There's a whole new way for Kiwis to ride the waves. Miriyana Alexander went to Barcelona to check it out.
It's called Harmony of the Seas. It could also be known as The Most Crazy Fun Time You Can Have at Sea.
Harmony, the newly-launched Royal Caribbean ship, is the world's biggest cruise liner. And surely the flashest. It is definitely a cruise ship to give all others an inferiority complex.
Last month I spent three days pootling around the Mediterranean on it. It was like a cross between a kid's birthday bash with everyone happy on a sugar high, and a hedonistic long weekend partying with friends. The sun was hot, we swam, ate and dashed between shows and action adventure rides. There was lots of laughing, afternoon cocktails and sunkissed shoulders. Happy days.
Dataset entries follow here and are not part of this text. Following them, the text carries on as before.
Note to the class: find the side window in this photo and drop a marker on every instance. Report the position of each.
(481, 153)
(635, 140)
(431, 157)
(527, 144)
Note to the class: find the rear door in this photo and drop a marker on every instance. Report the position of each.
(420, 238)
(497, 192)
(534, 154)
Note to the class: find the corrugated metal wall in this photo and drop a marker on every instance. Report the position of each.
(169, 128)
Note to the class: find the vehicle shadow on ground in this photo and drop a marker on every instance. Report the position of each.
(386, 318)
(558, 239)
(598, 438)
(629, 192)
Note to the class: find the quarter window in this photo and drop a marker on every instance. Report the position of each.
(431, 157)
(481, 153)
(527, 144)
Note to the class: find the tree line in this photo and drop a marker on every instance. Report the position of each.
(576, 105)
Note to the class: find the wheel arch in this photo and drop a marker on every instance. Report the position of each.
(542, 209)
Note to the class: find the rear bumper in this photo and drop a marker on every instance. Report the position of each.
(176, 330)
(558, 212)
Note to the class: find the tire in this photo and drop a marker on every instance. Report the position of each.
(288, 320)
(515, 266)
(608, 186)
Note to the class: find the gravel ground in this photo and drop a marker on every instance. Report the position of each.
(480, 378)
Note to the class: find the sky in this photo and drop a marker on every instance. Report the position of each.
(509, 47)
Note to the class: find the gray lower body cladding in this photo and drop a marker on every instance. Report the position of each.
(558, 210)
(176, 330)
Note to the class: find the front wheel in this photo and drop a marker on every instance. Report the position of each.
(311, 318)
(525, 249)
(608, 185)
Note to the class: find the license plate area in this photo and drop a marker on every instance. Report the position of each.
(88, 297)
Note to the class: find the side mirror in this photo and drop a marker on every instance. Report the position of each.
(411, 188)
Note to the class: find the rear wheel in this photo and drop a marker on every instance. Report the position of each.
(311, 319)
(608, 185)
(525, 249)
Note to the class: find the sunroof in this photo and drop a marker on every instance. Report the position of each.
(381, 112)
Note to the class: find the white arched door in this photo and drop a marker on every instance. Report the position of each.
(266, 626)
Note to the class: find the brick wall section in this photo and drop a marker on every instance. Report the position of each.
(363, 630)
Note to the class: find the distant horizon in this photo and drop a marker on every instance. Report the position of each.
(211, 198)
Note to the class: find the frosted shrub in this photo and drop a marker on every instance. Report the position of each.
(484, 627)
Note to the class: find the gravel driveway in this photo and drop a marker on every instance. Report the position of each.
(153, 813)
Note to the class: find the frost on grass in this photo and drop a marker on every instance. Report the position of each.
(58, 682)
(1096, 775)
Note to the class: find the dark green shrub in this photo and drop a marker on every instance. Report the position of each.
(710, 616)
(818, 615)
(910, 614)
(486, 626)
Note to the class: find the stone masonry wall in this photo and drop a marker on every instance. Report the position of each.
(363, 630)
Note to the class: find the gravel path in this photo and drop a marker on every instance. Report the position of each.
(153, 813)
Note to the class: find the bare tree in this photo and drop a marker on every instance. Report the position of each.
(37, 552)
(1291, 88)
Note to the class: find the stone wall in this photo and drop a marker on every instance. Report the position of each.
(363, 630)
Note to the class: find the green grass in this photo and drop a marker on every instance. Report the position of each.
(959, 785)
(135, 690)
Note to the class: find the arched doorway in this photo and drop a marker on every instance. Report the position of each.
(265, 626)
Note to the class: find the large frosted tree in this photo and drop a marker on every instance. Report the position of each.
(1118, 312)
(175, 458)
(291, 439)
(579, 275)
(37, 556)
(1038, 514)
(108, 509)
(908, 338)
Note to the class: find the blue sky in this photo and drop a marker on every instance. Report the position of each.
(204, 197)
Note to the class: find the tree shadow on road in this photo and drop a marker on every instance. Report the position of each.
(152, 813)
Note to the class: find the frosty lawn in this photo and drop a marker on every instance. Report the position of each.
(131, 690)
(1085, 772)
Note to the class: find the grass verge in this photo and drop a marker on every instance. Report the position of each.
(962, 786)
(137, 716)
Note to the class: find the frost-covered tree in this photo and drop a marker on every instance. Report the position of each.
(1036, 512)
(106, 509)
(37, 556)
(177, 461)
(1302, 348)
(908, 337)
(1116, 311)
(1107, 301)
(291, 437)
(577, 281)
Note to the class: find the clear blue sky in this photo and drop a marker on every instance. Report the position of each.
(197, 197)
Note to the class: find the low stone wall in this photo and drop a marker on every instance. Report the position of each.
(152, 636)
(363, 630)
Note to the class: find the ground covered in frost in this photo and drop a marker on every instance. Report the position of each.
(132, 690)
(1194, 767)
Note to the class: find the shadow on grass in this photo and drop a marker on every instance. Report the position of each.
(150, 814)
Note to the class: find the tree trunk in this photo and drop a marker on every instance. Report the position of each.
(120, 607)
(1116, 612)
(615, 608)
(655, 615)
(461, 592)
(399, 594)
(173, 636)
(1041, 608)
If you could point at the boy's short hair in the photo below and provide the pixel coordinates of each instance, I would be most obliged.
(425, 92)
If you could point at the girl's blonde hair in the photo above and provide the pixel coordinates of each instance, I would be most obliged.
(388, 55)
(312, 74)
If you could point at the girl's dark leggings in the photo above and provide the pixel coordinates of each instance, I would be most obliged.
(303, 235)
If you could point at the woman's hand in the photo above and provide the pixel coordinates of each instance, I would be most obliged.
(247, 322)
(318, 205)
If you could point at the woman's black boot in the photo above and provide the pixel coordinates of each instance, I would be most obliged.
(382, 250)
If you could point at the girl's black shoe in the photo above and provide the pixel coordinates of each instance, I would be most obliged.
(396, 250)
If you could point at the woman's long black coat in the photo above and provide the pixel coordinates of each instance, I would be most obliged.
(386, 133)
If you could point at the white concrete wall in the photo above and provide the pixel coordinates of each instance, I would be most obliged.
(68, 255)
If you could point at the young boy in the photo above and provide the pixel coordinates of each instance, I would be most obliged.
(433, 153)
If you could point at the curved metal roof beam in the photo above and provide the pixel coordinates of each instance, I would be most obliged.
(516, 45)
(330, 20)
Only a right grumpy bugger wouldn't have been impressed. Harmony has 23 swimming pools, whirlpools, flowriders and water slides, and 40-odd restaurants and watering holes - one of which is called the Bionic Bar, where drinks are ordered on iPads and shaken, stirred and muddled to perfection by dancing robots. Another is called the Rising Tide Bar and moves between three decks.
The impressive technology did not end there. Those with interior rooms still get the sea view thanks to a virtual balcony - the real view streamed real time to a wall in their stateroom.
But to sleep would be to waste time. After packing in the daytime adventures - mini golf, rock climbing, basketball, a zip-line ride maybe - the evening entertainment runs until the small hours.
After dining at any number of fine restaurants - including Jamie's Italian in Central Park (an area with 12,000 live plants) - there's a casino, nightclub, karaoke, comedy shows and musicals. I saw a very slick Grease and dashed from that to the Fine Line Aqua Show, where Cirque-like high-flyers meet swimming pool. Yep, you will get wet.
And just when you think there's nothing left to do, the longest ship at sea has the longest slide at sea. The Ultimate Abyss is 10 storeys high, and you make the drop in 13 electrifying seconds. I'm told the inside of the tube is graffitied and has 300 LED lights to create a starry-night effect. But I can't verify that - I had my eyes closed. And there may have been swearing.
• 70m high by 362m long. 40cm longer than the Eiffel Tower high. • 22 knot cruising speed. • 11,200 pieced of art on board. • 16 passenger decks and 24 passenger elevators. • 23 swimming pools and water rides. • 127 types of cocktails are available, and about 50 tonnes of ice cubes are made every day to go in those drinks. • $US1.5 billion cost to build over 32 months. • 2745 staterooms for 6000 passengers. • 330 steps to walk the length of my hallway. • 3. The number of times I had a cocktail before midday. • 60,000 eggs, 380 litres of chocolate ice cream and 1100kg of salmon consumed on a seven-night cruise.
DETAILS
Getting there:Emirates flies daily A380 services between Auckland and Barcelona with direct connections at Dubai.
Further information:Harmony of the Seas moves to Florida in late October and will spend the following months sailing in the Caribbean.